The mass death of fish in Kimberley’s ecologically sensitive Kamfers Dam has been blamed on a torrent of animal blood, offal and sewage that flowed through the city last month.
The spillage into the dam, one of three Southern African breeding sites of the lesser flamingo, was caused by malfunctioning sewage pumps.
The Democratic Alliance’s Ismail Obaray, a member of the Northern Cape legislature, blamed the death of hundreds of catfish on the pollution.
“This spillage should never have occurred – it was a preventable incident,” he said.
At the time of the “river of blood” incident, Obaray warned that a deadly outbreak of botulin poisoning was possible and appealed to the province to take over the city’s sanitation services.
He said “punitive measures” should be taken against those responsible for the “illegal disposal” of offal in the sewerage system. “We call for the naming and shaming of the perpetrators,” he said.
Investigation
Last week the Sol Plaatje municipality released a statement urging local residents not to consume or buy fish caught at the dam. Council spokesperson Sello Matsie said that the council and the provincial departments of agriculture, health and environment are investigating.

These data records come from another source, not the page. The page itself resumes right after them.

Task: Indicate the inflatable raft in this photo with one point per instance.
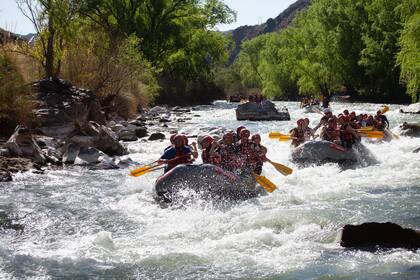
(312, 109)
(207, 181)
(324, 151)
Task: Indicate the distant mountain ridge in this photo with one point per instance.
(247, 32)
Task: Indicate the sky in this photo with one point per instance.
(249, 12)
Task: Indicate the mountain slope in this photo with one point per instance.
(247, 32)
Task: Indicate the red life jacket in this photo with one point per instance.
(205, 156)
(180, 158)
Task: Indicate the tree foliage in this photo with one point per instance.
(338, 45)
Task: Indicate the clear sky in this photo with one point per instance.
(250, 12)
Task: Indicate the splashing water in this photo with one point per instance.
(104, 224)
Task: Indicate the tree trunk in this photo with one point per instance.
(49, 57)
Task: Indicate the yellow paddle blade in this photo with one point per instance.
(283, 169)
(372, 134)
(384, 109)
(276, 134)
(144, 169)
(265, 183)
(366, 128)
(140, 170)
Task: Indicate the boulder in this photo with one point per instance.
(263, 111)
(70, 153)
(107, 141)
(156, 136)
(137, 123)
(5, 176)
(141, 132)
(14, 165)
(89, 156)
(371, 235)
(62, 108)
(23, 144)
(410, 129)
(411, 109)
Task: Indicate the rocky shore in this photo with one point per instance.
(70, 127)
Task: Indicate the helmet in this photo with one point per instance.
(207, 138)
(243, 132)
(238, 130)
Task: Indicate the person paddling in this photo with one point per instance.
(298, 133)
(258, 153)
(206, 144)
(178, 154)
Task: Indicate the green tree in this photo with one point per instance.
(409, 56)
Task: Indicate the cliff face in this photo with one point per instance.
(247, 32)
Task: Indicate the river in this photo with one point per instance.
(89, 224)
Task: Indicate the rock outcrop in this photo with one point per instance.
(263, 111)
(384, 235)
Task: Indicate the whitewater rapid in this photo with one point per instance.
(90, 224)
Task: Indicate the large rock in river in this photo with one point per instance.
(371, 235)
(207, 181)
(263, 111)
(324, 151)
(62, 108)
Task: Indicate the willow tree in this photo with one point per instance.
(52, 20)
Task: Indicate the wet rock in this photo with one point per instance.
(157, 110)
(107, 141)
(127, 135)
(141, 118)
(410, 129)
(14, 165)
(5, 176)
(89, 156)
(181, 110)
(23, 144)
(70, 153)
(141, 132)
(4, 152)
(156, 136)
(63, 108)
(388, 235)
(164, 120)
(411, 109)
(264, 111)
(137, 123)
(7, 223)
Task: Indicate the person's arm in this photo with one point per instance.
(195, 150)
(213, 148)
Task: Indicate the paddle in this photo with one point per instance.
(143, 168)
(265, 183)
(153, 168)
(372, 134)
(385, 109)
(283, 169)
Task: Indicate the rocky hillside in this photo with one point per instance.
(247, 32)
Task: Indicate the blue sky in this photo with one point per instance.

The council has just commissioned a R63-million refurbishment and expansion of the Homevale water treatment works, Kimberley’s largest.
Matsie denied any connection between the fish deaths and the blood spillage, which he described as an “unfortunate” one-off incident. He said the fish may have died because of falling water levels and oxygen depletion.
Last month’s “river of blood” was the latest in a series of problems at the dam, including an outbreak of avian botulism in 2013 that killed more than a thousand lesser flamingos, geese and ducks.
In 2010 animal conservationists warned that deteriorating water quality at the Kamfers Dam was creating an increasingly hostile environment for flamingos.
Obaray also pointed to the potential threat posed by the spillage to human health and ecotourism. It created an optimal breeding environment for botulism, which was “very dangerous to humankind and could result in many deaths of human beings who come in direct contact with it”.
He called on Northern Cape environment MEC Tiny Chotelo to “intervene and take control, as well as implement corrective measures in order to avoid a possible outbreak that will affect not only the birdlife at the dam, but the health of the residents of the city”.
Deadly
Botulin is a bacterial toxin produced in polluted soil and water that causes a fatal paralytic illness. A litre is said to be sufficient to kill the population of New York City.
Obaray also wants the council to fully investigate the spillage, because it could have resulted from a more serious malfunction of the sewerage system. He blamed the municipality’s failure to maintain the system as the main cause of the leak.
Matsie said the blood spillage at the Flamingo Casino pump station was the result of two pumps being out of order. He claimed the DA exaggerated the incident, which was minor and could have occurred at any time.
He explained that the pump station has a filter for the Kimberley industrial area from which waste material is pumped to Homevale for recycling.
Matsie said samples had been collected from dead fish and sent for testing. Yet, “the suspicion at the moment” is that falling oxygen levels in the dam were responsible for the fish perishing en masse.
Obaray – who visited the dam at the time of the incident – said it was “shocking to find hundreds of dead fish piled up in black bags, but no one on site to remove them.
Risk
“The dead fish pose a serious health risk: residents and flamingos consume fish infected by raw sewage.”
In 2013, hundreds of dead water birds were found scattered on the banks of the dam and in its shallows.
A water analysis expert called in by Birdlife Africa, Jan Roos, said he believed avian botulism was the cause, as the birds all displayed symptoms of paralysis.
Roos said the inflow from Homevale will have to be monitored to ensure “the radical reduction of organic matter flowing into the dam”.